However, cells in the human body behave much differently than they do in an isolated experimental environment. In reality, cells interact with one another and secrete a wide variety of different molecular signals. Xu and colleagues have shown that one of these molecules, human enteric α-defensin 5 (HD5), is the secret to how Shigella is so infectious. HD5 is normally supposed to be a protective component of the body’s immune system, but shigella can “hijack” it from this intended function to help facilitate their way inside the host. Indeed, simply treating the host cells with HD5 is sufficient to massively increase filopodia sprouting, which the scientists refer to as ‘HD5-induced filopodial extensions’ (HIFE). Shigella successfully used these HIFE to increase the uptake rate into host cells. The researchers confirmed that this phenomenon occurs in a variety of different epithelial cell lines, which are the types of cells that make up the outside lining of many organs, including the intestine and the colon.
The next step of this research was to identify exactly how HD5 causes HIFE to sprout. Using a combination of data science and molecular biology techniques, the researchers were able to identify the cellular receptor P2Y11 as the target of HD5. Excitingly, they were able to go beyond just identifying this receptor to finding a drug called NF157 that can prevent HD5 from interacting with P2Y11 and creating HIFE. Not only did this happen in experiments, but NF157 was also able to block Shigella infection in Guinea pigs. NF157 was also able to do the same in a “gut on a chip”, which is a synthetic model of the human digestive system that more closely mimics a real body compared to isolated cells in a flat dish.

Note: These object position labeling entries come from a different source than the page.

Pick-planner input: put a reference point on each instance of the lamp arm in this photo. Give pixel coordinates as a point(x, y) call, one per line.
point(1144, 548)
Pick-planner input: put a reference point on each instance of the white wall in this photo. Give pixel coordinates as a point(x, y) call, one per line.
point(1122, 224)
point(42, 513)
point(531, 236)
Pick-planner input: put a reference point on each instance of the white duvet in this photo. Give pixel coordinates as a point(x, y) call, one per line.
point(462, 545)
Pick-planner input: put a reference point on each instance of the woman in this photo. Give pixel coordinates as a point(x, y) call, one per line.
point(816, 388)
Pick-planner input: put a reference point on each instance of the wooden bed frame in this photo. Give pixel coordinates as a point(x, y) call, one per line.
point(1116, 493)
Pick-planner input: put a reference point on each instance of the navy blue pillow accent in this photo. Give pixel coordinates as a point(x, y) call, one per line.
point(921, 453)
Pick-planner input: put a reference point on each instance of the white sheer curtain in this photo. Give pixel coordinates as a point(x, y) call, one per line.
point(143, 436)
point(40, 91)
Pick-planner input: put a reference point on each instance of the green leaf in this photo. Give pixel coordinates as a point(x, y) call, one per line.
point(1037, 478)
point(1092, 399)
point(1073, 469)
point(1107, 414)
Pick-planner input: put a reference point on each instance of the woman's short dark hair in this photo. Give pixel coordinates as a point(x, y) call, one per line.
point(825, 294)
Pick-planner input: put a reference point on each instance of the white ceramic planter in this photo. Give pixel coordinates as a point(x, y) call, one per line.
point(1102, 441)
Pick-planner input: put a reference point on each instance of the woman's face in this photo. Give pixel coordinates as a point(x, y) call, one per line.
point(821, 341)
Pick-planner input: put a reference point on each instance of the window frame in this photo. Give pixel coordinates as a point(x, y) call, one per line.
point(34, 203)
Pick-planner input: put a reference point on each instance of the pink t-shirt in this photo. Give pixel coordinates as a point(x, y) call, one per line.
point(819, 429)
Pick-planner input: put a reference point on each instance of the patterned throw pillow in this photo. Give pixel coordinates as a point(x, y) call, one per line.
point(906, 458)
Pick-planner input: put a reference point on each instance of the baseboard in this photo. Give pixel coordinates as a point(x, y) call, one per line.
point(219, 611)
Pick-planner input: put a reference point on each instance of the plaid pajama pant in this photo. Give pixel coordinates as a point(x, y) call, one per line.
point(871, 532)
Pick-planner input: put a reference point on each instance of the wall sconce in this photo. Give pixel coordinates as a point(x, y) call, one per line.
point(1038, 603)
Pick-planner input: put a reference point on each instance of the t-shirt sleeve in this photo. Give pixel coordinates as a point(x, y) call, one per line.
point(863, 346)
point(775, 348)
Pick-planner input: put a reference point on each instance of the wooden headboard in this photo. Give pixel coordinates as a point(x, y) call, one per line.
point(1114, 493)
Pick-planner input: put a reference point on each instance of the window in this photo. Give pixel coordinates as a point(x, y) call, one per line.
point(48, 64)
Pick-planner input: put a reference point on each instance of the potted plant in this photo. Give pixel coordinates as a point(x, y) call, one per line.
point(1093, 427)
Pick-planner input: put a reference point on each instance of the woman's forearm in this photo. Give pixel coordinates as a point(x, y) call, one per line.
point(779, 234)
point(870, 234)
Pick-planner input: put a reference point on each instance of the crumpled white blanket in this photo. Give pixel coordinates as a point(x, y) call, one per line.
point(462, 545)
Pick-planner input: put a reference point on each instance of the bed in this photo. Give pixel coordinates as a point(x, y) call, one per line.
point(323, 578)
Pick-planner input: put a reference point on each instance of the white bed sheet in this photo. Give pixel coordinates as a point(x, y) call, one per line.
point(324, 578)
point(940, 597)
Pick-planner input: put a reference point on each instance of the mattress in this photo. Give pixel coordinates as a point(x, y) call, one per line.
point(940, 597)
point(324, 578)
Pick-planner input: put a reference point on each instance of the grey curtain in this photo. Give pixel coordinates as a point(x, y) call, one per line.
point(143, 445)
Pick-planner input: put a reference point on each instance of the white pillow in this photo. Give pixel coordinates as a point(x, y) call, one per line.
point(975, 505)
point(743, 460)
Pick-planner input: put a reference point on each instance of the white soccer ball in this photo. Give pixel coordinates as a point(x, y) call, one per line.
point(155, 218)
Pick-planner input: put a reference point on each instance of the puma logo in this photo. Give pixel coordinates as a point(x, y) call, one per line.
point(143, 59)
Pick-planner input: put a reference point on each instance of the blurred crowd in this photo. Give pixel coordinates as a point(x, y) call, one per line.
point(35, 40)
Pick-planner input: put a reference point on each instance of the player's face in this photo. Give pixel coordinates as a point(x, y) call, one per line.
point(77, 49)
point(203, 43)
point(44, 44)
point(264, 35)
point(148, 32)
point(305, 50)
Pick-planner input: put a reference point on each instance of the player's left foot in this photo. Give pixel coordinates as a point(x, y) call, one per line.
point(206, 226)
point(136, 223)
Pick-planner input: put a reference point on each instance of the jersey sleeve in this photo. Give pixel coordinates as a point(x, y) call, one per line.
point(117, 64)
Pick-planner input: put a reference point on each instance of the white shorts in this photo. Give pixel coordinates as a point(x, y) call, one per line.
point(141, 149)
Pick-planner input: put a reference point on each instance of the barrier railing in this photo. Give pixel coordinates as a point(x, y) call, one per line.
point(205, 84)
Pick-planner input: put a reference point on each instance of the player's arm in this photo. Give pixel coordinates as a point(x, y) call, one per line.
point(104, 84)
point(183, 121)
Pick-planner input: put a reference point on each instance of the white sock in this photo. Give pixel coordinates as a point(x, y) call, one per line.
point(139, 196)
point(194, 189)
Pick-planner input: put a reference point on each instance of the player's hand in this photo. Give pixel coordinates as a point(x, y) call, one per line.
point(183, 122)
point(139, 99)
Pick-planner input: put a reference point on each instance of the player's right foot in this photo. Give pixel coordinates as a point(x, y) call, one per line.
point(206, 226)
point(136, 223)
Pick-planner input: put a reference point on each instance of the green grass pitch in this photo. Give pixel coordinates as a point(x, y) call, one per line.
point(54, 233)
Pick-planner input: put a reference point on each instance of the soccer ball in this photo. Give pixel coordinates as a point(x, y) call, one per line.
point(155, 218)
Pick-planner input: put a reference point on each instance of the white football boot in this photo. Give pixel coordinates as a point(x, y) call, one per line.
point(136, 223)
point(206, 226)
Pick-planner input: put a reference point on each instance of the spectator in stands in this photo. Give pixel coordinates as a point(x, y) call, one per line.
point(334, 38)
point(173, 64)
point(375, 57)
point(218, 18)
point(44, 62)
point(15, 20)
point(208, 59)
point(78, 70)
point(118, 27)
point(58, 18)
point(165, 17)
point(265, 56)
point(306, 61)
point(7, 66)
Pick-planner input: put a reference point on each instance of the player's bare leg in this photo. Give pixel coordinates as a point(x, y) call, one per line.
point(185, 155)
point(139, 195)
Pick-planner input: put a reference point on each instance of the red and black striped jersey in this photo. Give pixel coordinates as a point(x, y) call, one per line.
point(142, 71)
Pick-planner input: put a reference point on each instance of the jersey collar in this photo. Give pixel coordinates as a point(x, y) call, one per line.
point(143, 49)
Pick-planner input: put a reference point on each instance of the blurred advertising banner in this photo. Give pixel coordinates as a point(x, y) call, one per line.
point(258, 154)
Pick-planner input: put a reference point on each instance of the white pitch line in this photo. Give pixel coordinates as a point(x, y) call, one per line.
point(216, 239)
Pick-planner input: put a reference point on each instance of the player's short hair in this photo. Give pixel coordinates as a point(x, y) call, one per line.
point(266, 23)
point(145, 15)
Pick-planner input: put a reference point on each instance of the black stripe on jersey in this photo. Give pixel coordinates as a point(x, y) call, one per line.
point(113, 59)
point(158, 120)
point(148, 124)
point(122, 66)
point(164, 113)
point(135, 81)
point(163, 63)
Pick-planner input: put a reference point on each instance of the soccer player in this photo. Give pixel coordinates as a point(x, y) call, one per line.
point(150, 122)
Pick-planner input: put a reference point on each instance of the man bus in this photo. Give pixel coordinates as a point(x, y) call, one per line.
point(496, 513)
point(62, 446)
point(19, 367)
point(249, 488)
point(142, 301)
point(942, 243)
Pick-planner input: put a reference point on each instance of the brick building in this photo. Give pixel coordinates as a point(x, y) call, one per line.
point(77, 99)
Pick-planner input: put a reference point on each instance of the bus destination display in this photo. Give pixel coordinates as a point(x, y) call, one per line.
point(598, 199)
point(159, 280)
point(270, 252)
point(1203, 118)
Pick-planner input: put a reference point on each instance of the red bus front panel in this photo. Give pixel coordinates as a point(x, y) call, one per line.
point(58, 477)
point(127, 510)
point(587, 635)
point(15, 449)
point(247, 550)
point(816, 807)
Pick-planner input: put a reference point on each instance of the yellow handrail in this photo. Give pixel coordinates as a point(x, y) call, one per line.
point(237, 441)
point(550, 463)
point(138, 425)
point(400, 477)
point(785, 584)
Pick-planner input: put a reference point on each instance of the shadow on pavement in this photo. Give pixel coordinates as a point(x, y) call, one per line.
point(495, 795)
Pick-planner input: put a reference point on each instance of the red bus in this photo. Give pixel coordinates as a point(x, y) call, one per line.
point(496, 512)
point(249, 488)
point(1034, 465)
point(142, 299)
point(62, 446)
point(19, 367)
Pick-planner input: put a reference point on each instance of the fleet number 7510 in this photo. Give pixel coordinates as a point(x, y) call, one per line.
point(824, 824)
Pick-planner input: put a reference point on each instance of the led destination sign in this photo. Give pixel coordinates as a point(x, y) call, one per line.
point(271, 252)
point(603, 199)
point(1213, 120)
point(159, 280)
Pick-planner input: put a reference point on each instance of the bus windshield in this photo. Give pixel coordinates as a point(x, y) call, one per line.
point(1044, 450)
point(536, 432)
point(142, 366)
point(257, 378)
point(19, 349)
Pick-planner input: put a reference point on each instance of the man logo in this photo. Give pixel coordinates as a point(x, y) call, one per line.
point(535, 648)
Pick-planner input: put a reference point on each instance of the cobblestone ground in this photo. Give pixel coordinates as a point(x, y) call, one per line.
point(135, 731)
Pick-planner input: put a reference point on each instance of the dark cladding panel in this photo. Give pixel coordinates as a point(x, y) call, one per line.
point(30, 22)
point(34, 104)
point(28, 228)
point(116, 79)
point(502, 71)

While this research is fascinating simply for its applications to better understanding and preventing Shigellosis, the applications are even greater. Other pathogens, including human immunodeficiency virus (HIV), have been shown to also utilize HD5 to increase infectivity, so better understanding of this mechanism may lead to better treatments for a variety of different illnesses. This goes to show that understanding even seemingly “basic” aspects of microbiology can end up having huge impacts down the line.
Written by Dana Creasman
Link to the original post: Xu, D., Guo, M., Xu, X. et al. Shigella infection is facilitated by interaction of human enteric α-defensin 5 with colonic epithelial receptor P2Y11. Nat Microbiol 10, 509–526 (2025).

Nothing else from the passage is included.